The Idea of Communication...
My friend and editor recently passed a Yale Daily News article to me written by her niece, Talia Morison-Allen: Break Down Barriers, Moore says at lecture. She knew I was especially interested in a specific line:
"Asked how his work has affected how he teaches at Columbia and how he hopes to influence future architects, Moore stressed the importance of communication and breaking down barriers.
“A big part of [doing] that … is about communicating with the public, finding ways to translate spatial ideas to things that the public can understand and give input,” he said.
On the same day as receiving this, I opened a newsletter from Architexx - We Ask How Not Y and read a blog by Julia Gamolina: Communication, Independence, and Timing: Elaine Molinar on Her Years with SNØHETTA. Within, I found the passage:
What are some of the lessons you’ve learned?
I’ve learned that good ideas only matter if they are communicated effectively, and the architect’s role in this is not emphasized enough in school today. Often times we are in a situation where we’re submitting a design proposal and we’re not there to explain or frame it. You also don’t know who your audience is, or what their level of understanding of architecture and two-dimensional drawings is, so curating the information you present is very important.
Anyone who knows me understands I'm fairly obsessed with the idea of connecting people, images and words in architecture. The words of both of these architects serves as manna to my ears: let's break down barriers and find new ways to communicate our ideas effectively.
As a trained writer and architect, I've benefited from the lack of training the profession receives in communication, whether presenting their ideas or writing about them, with the concept of 'audience' equally neglected.
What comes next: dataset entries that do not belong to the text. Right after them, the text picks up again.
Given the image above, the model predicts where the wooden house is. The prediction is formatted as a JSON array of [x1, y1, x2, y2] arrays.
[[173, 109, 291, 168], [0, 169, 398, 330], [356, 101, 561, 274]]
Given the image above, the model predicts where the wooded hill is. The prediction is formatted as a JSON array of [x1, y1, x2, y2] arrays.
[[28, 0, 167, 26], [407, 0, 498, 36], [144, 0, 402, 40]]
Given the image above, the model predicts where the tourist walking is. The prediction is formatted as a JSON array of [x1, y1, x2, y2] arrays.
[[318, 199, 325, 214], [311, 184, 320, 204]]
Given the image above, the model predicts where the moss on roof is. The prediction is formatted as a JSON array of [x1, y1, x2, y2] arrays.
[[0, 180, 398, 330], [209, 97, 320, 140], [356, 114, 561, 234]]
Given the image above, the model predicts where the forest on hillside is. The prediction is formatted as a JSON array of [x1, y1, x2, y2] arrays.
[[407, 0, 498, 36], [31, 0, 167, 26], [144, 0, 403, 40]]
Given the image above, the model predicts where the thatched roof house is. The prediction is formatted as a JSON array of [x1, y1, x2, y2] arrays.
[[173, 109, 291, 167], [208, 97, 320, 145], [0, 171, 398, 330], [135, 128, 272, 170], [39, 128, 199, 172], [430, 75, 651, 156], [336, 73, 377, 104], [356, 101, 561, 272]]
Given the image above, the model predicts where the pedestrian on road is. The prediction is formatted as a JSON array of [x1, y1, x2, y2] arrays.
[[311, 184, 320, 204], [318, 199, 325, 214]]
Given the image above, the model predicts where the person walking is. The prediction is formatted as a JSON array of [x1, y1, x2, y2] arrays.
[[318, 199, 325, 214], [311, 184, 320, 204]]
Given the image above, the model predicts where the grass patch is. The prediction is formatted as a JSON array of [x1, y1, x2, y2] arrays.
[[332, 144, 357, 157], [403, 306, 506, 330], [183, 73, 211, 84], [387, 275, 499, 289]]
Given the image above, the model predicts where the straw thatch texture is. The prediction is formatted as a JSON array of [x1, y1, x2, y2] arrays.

In fact in architecture, by virtue of the academic studio, we are most frequently taught to communicate with an audience made up entirely of architects. Articles on the architectural communications focus either on the technical systems of rendering, BIM, virtual reality and 3-D fly-throughs or on proposal writing and client communications. While these are essential and functional aspects of communicating design, the heart of the matter lies in an individual's, or a group's, ability to connect with an audience of one or many. Any audience. Want to make architecture more relevant to the larger world? Let's learn how to talk about the process and the result beyond the realm of our peers and the generally sophisticated clients with the wherewithal to select an architect. Let's understand how to make everyone and anyone care about the process and the result. In Morison-Allen's article, Moore provides testimony on the importance of expanding public awareness on design, and de facto on our ability to speak to any audience:
But while Moore’s multiple careers paint an optimistic picture of what is possible in the public design industry, he was quick to point out issues and faults in the system. To that effect, he [introduced] the audience to Denote Williams, Cody Mayes and Tevin Wilson, three Louisiana men who were hit by a truck and then charged with obstructing a public passage for walking in a street at night without wearing reflective vests. The road had no sidewalk.
Think of all the individuals involved in this case who had no idea that design could have solved this problem long before the men were struck. Moore's approach, primarily through his family owned nonprofit Urban Patch in Indianapolis is to be one with the community:
In his lecture, he jokingly referred to the organization as “grassroots” and “scrappy,” describing the system of social media, crowdfunding and even house parties with which he and his family both support the organization and involve the neighborhood.
In my masters program at UNC Charlotte's School of Architecture, I was fortunate to get involved in two opportunities to engage directly with a community, through a design-build studio, and with an academic outside architecture, by documenting a historic structure for a professor in UNCC's History Department. Today, my alma mater offers, along with other programs around the country, expanded opportunities for community focused design. However, in architectural academia, working and communicating directly with non-architects is not required. An architecture student can navigate to a degree without leaving the architecture program and, often, the program's building. Having negotiated this terrain, I know there is very little time in the carefully established and monitored requirements of architectural education for anything not, well, architectural. And Molinar is right: within that realm, communication just isn't emphasized enough.
In practice, as the pressures of deadlines bear down on studio populations, most industry leaders find it difficult to insert training outside traditional 'essential' skills. If an architect does find time for anything beyond a personal life outside work, it's often to engage back with academia through teaching, lecturing and juries.
It all reminds me a bit too much of the infinity loop. So, how to insert skills on 'communicating design' into the profession? It's a work in progress. The first step is awareness, which the two articles dropped in my lap this morning indicate is happening.